MaxScale assumes the topology is all MariaDB, and all slaves are using (MariaDB) GTID replication. Well, MaxScale does not actually assumes that. It is assumed so by the MariaDB Replication Manager which MaxScale invokes. But I’m getting ahead of myself here.

Topology detection

MaxScale does not recognize the master by configuration but rather by state. It observes the servers it should observe, and concludes which is the master.

I’m using similar approach in orchestrator. I maintain that this approach works well and opens the Chakras for complex recovery options.

Upon failure detection

When MaxScale detects failure, it invokes external scripts to fix the problem. There are some similar and different particulars here as compared to orchestrator, and I will explain what’s wrong with the MaxScale approach:

  • Although MaxScale observes the topology and understands who is the master and who isn’t, the executed scripts do not. They need to re-discover everything by themselves.
  • This implies the scripts start without memory of “what was last observed”. This is one of the greatest strengths of orchestrator: it knows what the state was just before the failure, and, having the bigger picture, can make informed decisions.
    • As a nasty example, what do you do when some the first tier slaves also happen to be inaccessible at that time? What if one of those happens to further have slaves of its own?
  • The MariaDB Replication Manager script (to be referenced as repmgr) assumes all instances to be MariaDB with GTID.
    • It is also implied that all my slaves are configured with binary logs & log-slave-updates
    • That’s way too restrictive.
      • Orchestrator handles all following topologies: Oracle MySQL with/out GTID, MariaDB with/out GTID, MariaDB hybrid GTID & non-GTID replication, Pseudo-GTID (MySQL and/or MariaDB), hybrid normal & binlog servers topologies, slaves with/out log-slave-updates, hybrid Oracle & MariaDB & Binlog Servers & Pseudo-GTID.
  • repmgr is unaware of data centers & physical environments. You want failover to be as local to your datacenters as possible. Avoid too many cross-DC replication streams.

Failover invocation

MaxScale invokes the failover scripts asynchronously. This is a major flaw imho, as the decoupling between the monitoring and acting processes leads to further problems, see further.

After failover

MaxScale continuously scans the topology and observes that some other server has been promoted. This behavior is similar to orchestrator’s. But the following differences are noteworthy:

  • Because of both the decoupling as well as the asynchronous invocation by MaxScale, it doesn’t really have any idea if and how the promotion resolved.
  • I don’t know that there’s any anti-flapping mechanism, nor that there could be. If MaxScale doesn’t care what happened to the failover script, it shouldn’t be able to keep up with flapping scenarios.
  • Nor is there a minimal suspend period between any two failure recoveries, that I know of. MaxScale can actually have easier life than orchestrator in this regard as it is (I suspect) strictly associated with a topology. Not like there’s a single MaxScale handling multiple topologies. So it should be very easy to keep track of failures.
  • Or, if there is a minimal period and I’m just uninformed — what makes sure it is not smaller than the time it takes for the failover?

Further on failover

I wish to point out that one component of the system analyses a failure scenario, and another one fixes it. I suggest this is an undesired design. The “fixer” must have its own ability to diagnose problems as it makes progress (or else it is naive and would fail in many production cases). And the “analyzer” part must have some wisdom of its own so as to suggest course of action; or understand the consequences of the recovery done by the “fixer”.

Use of shell scripts

Generally speaking, the use of shell scripts as external hooks is evil:

  • Shell scripts tend to be poorly audited
  • With poor clarity as for what went wrong
  • Killing them has operational difficulty (detect the shell script, find possible children, detached children)
  • The approach of “if you want something else, just write a shell script for it” is nice for some things, but as the problem turns complex, you turn out to just write big parts of the solution in shell. This decouples your code to unwanted degree.

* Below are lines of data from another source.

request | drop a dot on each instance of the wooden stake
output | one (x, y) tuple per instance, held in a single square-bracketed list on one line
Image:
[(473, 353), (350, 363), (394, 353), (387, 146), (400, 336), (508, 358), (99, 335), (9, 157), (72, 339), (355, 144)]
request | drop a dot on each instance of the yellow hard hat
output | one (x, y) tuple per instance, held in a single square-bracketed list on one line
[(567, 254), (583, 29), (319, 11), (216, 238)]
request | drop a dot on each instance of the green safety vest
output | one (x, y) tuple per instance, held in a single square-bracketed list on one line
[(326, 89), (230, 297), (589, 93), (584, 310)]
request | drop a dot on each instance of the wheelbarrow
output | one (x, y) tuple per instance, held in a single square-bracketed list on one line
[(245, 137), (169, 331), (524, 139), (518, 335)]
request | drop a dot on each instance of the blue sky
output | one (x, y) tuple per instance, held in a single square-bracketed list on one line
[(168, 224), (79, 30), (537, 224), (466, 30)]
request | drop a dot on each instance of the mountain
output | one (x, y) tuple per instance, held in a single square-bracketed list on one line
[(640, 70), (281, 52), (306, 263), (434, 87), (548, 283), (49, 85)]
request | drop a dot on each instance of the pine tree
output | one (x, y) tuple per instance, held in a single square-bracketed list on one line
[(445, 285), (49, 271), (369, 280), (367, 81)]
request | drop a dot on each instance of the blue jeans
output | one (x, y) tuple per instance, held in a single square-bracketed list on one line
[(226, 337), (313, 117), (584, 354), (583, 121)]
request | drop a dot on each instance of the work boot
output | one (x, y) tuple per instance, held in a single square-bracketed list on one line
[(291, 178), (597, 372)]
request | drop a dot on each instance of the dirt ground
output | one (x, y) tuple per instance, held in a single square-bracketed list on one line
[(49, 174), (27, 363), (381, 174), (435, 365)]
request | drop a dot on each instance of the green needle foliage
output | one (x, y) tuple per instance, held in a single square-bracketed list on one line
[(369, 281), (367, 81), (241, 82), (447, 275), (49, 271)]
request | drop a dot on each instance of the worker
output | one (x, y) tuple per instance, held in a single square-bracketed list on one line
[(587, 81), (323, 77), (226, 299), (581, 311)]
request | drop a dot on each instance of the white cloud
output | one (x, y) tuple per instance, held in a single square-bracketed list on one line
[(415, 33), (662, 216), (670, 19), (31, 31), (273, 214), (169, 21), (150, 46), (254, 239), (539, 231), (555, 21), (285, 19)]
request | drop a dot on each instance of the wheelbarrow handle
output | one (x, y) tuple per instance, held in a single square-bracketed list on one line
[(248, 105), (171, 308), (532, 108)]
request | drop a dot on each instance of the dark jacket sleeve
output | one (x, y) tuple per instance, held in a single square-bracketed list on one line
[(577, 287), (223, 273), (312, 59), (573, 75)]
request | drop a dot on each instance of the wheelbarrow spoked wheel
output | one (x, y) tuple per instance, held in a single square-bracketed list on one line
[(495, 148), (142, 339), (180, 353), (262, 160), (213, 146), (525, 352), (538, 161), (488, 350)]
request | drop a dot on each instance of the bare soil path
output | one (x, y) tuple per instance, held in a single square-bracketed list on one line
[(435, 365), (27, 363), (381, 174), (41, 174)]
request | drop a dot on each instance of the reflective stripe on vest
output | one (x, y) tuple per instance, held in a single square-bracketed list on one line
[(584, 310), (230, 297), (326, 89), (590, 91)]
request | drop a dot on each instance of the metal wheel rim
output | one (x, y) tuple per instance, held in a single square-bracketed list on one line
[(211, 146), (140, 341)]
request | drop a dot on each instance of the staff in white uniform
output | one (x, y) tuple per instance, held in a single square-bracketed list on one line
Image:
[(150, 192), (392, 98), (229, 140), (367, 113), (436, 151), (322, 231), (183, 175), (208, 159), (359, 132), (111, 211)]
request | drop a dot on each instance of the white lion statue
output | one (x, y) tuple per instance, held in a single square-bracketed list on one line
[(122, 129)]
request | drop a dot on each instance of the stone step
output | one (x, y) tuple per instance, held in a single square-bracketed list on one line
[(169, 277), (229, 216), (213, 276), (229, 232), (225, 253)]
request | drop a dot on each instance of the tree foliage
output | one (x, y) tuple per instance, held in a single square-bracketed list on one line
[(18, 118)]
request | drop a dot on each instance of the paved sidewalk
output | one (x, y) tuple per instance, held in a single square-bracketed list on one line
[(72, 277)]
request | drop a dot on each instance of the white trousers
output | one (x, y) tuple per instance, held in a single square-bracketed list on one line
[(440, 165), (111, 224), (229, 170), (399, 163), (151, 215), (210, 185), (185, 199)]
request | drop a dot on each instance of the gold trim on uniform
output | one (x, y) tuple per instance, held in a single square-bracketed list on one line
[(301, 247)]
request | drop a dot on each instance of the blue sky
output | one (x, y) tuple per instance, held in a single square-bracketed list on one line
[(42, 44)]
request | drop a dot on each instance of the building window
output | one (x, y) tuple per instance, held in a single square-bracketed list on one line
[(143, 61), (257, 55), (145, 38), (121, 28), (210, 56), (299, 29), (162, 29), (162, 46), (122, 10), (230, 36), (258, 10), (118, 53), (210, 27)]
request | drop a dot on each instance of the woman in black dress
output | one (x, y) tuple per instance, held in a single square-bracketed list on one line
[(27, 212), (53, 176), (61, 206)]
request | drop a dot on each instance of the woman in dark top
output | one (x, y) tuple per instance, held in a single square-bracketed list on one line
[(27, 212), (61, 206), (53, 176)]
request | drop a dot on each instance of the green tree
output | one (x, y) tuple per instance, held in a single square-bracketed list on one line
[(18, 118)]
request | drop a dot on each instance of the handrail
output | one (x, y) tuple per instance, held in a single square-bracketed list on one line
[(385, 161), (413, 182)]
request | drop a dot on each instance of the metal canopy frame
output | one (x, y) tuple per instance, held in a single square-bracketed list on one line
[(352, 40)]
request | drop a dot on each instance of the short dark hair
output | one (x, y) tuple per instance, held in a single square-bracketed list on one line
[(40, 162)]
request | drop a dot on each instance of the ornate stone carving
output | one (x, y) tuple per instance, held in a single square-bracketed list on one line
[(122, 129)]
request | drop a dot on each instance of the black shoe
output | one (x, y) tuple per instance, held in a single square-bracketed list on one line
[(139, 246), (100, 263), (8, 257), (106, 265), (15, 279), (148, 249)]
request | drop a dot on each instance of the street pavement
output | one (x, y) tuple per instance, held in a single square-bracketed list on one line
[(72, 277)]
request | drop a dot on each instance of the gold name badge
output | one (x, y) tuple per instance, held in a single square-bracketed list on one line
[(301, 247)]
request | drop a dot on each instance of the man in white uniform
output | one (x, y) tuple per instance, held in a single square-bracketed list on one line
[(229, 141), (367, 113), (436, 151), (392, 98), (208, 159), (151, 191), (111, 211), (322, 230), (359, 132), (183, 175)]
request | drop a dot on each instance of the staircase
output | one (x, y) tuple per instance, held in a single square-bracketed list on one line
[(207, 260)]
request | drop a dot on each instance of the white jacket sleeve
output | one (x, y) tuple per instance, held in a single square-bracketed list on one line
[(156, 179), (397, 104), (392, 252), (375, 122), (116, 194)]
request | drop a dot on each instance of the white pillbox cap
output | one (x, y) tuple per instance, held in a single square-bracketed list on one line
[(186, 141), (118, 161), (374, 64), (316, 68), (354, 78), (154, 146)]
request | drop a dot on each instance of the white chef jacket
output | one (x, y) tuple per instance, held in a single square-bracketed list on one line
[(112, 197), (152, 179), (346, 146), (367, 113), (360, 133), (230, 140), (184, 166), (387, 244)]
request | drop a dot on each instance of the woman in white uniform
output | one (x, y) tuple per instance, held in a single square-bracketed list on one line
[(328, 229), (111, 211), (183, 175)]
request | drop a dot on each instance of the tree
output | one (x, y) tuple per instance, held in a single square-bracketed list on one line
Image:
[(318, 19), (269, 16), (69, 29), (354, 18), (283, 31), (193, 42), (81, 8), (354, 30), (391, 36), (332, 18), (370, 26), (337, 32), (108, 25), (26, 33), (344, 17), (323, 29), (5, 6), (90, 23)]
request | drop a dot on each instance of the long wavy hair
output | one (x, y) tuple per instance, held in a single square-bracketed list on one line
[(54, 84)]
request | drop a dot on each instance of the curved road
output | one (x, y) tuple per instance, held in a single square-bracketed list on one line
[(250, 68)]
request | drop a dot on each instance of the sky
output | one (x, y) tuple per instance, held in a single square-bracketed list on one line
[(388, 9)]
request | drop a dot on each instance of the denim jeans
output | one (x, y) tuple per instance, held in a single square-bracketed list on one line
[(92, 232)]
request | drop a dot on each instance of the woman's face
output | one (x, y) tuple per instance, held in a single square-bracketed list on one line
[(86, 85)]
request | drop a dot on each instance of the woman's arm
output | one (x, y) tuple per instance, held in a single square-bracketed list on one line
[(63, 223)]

At this time, orchestrator also uses external hooks. However:

  • Fixing the topology happens within orchestrator, not by external scripts. There is an elaborate, auditable, visible decision making.
    • Decision making includes data center considerations, different configuration of servers involved, servers hinted as candidates, servers configured to be ignored, servers known to be downtimed.
  • Leaving the external scripts with the task of managing DNS changes or what have you.
    • Today, at Booking.com, we have a special operational tool (called the dba tool) which does that, manages rosters, issues puppet etc. This tool is itself well audited. Granted, there is still decoupling, but information does not just get lost.
    • Sometime in the future I suspect I will extend orchestrator-agent to participate in failovers, which means the entire flow is within orchestrator’s scope.

High availability

All the above is only available via a single MaxScale server. What happens if it dies?

There is a MaxScale/pacemaker setup I’m aware of. If one MaxScale dies, pacemaker takes charge and starts another on another box.

  • But this means real downtime
  • There are no multiple-MaxScale servers to load-balance on
  • The MaxScale started by pacemaker is newly born, and does not have the big picture of the topology. It needs to go through a “peaceful time” to understand what’s going on.

More High Availability

At a time where MaxScale will be able to load-balance and run on multiple nodes, MariaDB will have to further tackle:

  • Leader election
  • Avoiding concurrent initiation of failovers
    • Either via group communication
    • Or via shared datastore
  • Taking off from a failed/crashed MaxScale server’s work
    • Or rolling it back
    • Or just cleaning it up
  • And generally share all those little pieces of information, such as “Hey, now this server is the master” (are all MaxScales in complete agreement on the topology?) or “I have failed over this topology, we should avoid failing it over again for the next 10 minutes” and more.

The above are supported by orchestrator. It provides leader election, automated leader promotion, fair recognition of various failure scenarios, picking up a failed recovery from a failed orchestrator. Data is shared by a backend MySQL datastore, and before you shout SPOF, make it Galera/NDB.

Further little things that can ruin your day

How about having a delayed replica?

Here’s an operational use case we had to tackle.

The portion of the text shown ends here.